Alphabet’s formal pickup of the BBC Worldwide skein, confirmed Tuesday, had been expected for weeks. ABC said it doesn’t expect to bring “Dancing” back to the air until midseason; early winter seems to be the most likely option.
ABC Entertainment prexy Steve McPherson said “Dancing” has “played a pivotal role” in ABC’s summer strategy.
“The show is tremendous fun, perfect for our brand and a wonderful boost for our schedule,” he said. “Having ‘Dancing’ and ‘Brat Camp’ both emerge this summer as assets for the future gives us great upside.”

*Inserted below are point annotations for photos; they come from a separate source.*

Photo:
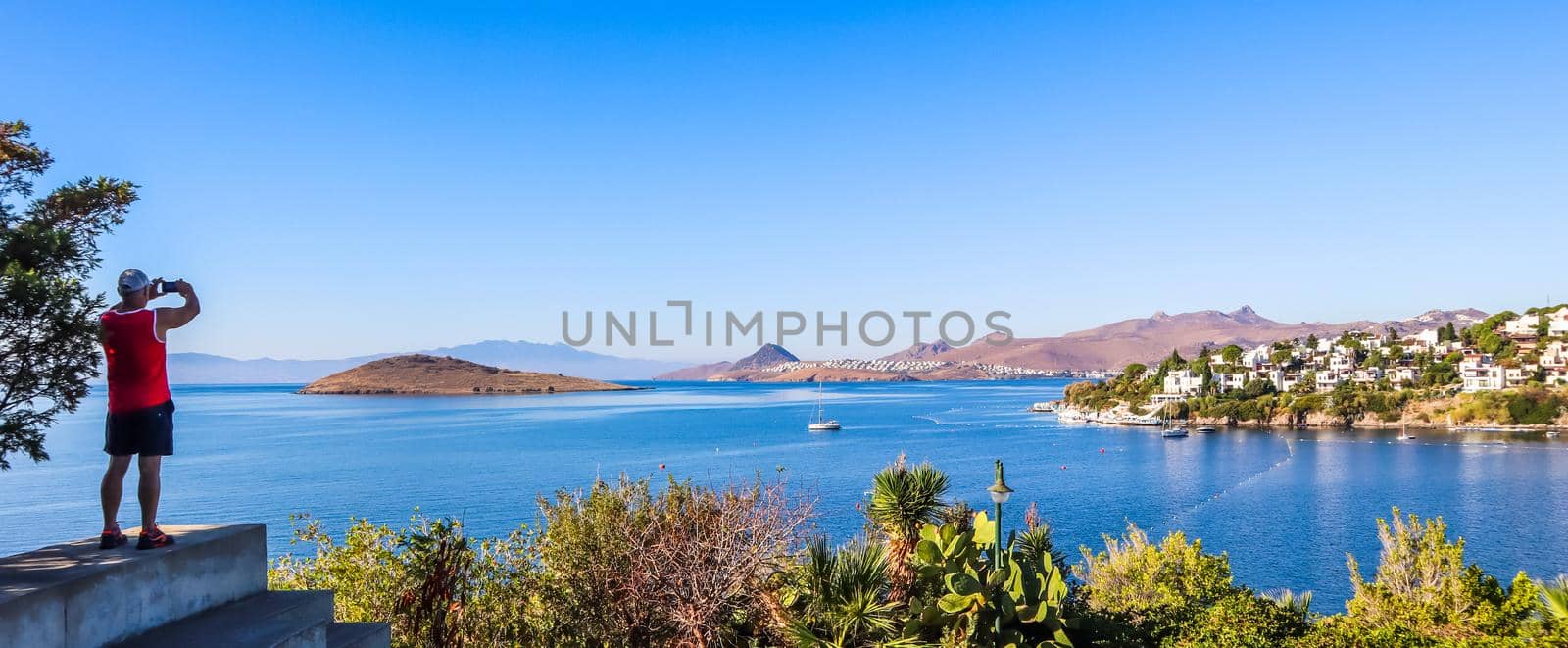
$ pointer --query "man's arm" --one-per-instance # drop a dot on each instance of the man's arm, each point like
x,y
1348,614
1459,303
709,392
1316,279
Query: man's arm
x,y
180,316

Andrea Wong, ABC’s exec veep of alternative programming, admitted that the original decision to put “Dancing” on the air was something of a risk. “It was an odd left turn, so it’s especially gratifying to see it embraced by so many people,” she said.
“Dancing With the Stars” easily ranks as the summer’s biggest hit to date, averaging a 5.1/15 in demos and 16.8 million viewers over its six-week run. Those numbers also make the show the summer’s most-watched skein on any net since “Survivor” bowed in 2000.

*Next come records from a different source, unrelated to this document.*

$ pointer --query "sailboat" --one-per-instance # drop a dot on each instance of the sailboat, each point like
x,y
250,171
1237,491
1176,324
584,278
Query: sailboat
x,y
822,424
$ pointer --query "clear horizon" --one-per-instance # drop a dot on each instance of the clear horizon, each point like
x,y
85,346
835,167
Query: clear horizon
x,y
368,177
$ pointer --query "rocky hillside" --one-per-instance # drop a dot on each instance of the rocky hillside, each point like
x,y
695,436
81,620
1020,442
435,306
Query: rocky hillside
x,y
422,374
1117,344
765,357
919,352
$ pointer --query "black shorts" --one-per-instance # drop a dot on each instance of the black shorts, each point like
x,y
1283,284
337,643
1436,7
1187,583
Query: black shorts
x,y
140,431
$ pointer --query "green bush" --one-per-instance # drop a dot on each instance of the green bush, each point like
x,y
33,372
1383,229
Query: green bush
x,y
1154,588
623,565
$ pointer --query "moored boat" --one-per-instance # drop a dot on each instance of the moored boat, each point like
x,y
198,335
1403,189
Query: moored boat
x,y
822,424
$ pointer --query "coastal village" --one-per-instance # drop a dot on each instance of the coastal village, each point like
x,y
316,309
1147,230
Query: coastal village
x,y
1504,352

Skein’s success won’t necessarily impact the casting process for cycle two.
“You get more people who want to do the show, but that doesn’t make it any easier to book,” said Paul Telegdy, VP of programming and co-productions for the BBC.
Telegdysaid producers won’t be looking to just lure bigger names to the show. Instead, what they’re interested in “is the story they’re going to bring to the show.”
No major changes are planned for season two, though Telegdy said he’s sure ABC will up the episode count from season one’s six segs.
BBC Entertainment Group topper Wayne Garvie said the company was satisfied to see American viewers embrace “Dancing” as passionately as Blighty auds did the U.K. version of the skein (dubbed “Strictly Come Dancing”).
“For the second season, we guarantee even more tears, tantrums and tangos,” he said.
“Strictly Come Dancing” inspired a disco-flavored spinoff in the U.K. While it seems likely the BBC will eventually try to set up that format Stateside, there’s been no movement on that front as of yet.
As for the precise scheduling of the “Stars” sequel, net can easily afford to hold off on returning the show given the number of big guns returning to ABC this fall: “Lost,” “Desperate Housewives,” “Grey’s Anatomy,” “Boston Legal” and “Extreme Makeover: Home Edition.”
Having the skein on hand for, say, a January premiere could also give the net a nice weapon to help launch its new Monday lineup. ABC could also use the show on Wednesday nights, allowing “Lost” to take a midseason breather (thus minimizing in-season repeats).
A March premiere might also make sense to avoid bumping up against NBC’s coverage of the Winter Olympics.